2.兵士のイメージとともに、愛情深く感動的な、偉大な母のイメージも浮かびます。それは作家グエン・ティ・フアンの母であり、詩人ファム・ティエン・ドゥアットの母でもあります…。どんな母親の目にも、どんなに世界で有名であろうと、子供は「大人だがまだ賢くない」のです。しかし、真に心に残るのは、作家であり芸術家でもあるタン・ニャンの母です。彼女の不朽の名曲「遥かなる時」は、作家ド・チューの言葉を通して、荘厳で深い意味を込めて歌われています。「ヴィエットよ、何を書いても、生涯私のことを忘れないで。でも、もし書くなら、私の母が歌っていたように書いて。一言一言を抱きしめ、一文一文を解き放つ。蚕の心のような痛みと、絹のような気高さ。深く情熱的で、そして深く切望する…」。彼はそのメッセージを部分的に実現しました。彼のキャリアはまだこれからだが、彼が母親について上手に、深く、感情的に書く数少ない現代作家の一人であることは確かである。

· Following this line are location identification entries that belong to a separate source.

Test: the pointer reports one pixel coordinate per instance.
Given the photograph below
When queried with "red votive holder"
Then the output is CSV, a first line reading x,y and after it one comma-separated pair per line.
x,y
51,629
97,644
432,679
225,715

文化の地に深く根を張る緑の樹木のように。抗米時代の生活、現代生活、そして民族の伝統から栄養の真髄を吸収し、時代の空へと枝葉を広げ、革命的な人文主義的理想の光を光合成する。兵士作家チャウ・ラ・ヴィエットの緑の樹木も、独自の思想的色彩を持つ作品の果実を生み出してきた。彼は、現代と未来に輝くホーおじさんの兵士という文化的シンボルの創造に貢献した。これらの作品から、私たちは芸術的原則の普遍性を深めることができる。それは、深く理解し、人生と共に生き、豊かな本物の感情を持ち、表現力豊かなイメージを創造しなければならないということだ。

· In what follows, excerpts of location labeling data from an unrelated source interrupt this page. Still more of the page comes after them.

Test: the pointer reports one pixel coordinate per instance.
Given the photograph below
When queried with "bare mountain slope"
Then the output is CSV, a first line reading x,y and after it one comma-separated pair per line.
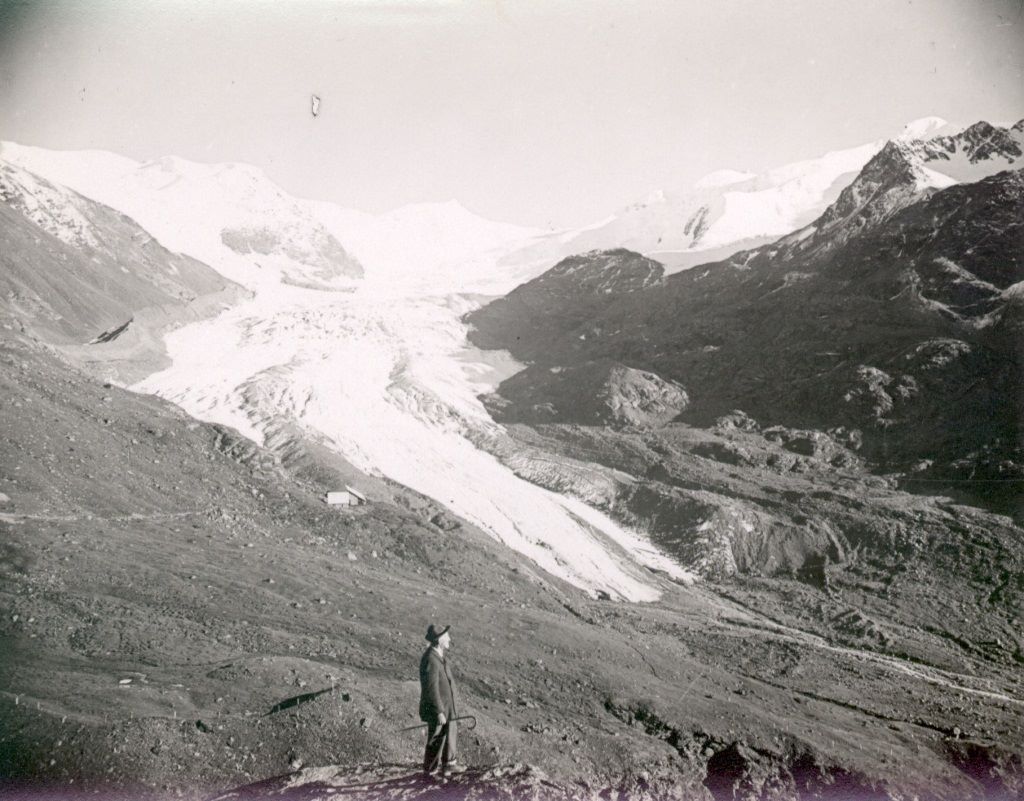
x,y
180,616
896,314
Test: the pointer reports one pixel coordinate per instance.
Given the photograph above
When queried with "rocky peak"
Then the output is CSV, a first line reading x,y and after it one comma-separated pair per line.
x,y
887,182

作家チャウ・ラ・ヴィエットは、今もなお「過去においても稀有な」年齢に達しているにもかかわらず、戦友と共に古戦場へと戻り、記憶を巡らせ、省察し、そして書き記す。色褪せた軍服を着た彼は、今もなお兵士であり続けている。彼はそれを、後に兵站総局政治部長となったグエン・フー・ニョ大佐(第13分署長)から受け継いだ土産だと信じている。簡素でしなやかなゴムサンダルを履いたまま、彼は昨日、未来への新たなページを刻むために再び戦場へと足を踏み入れた。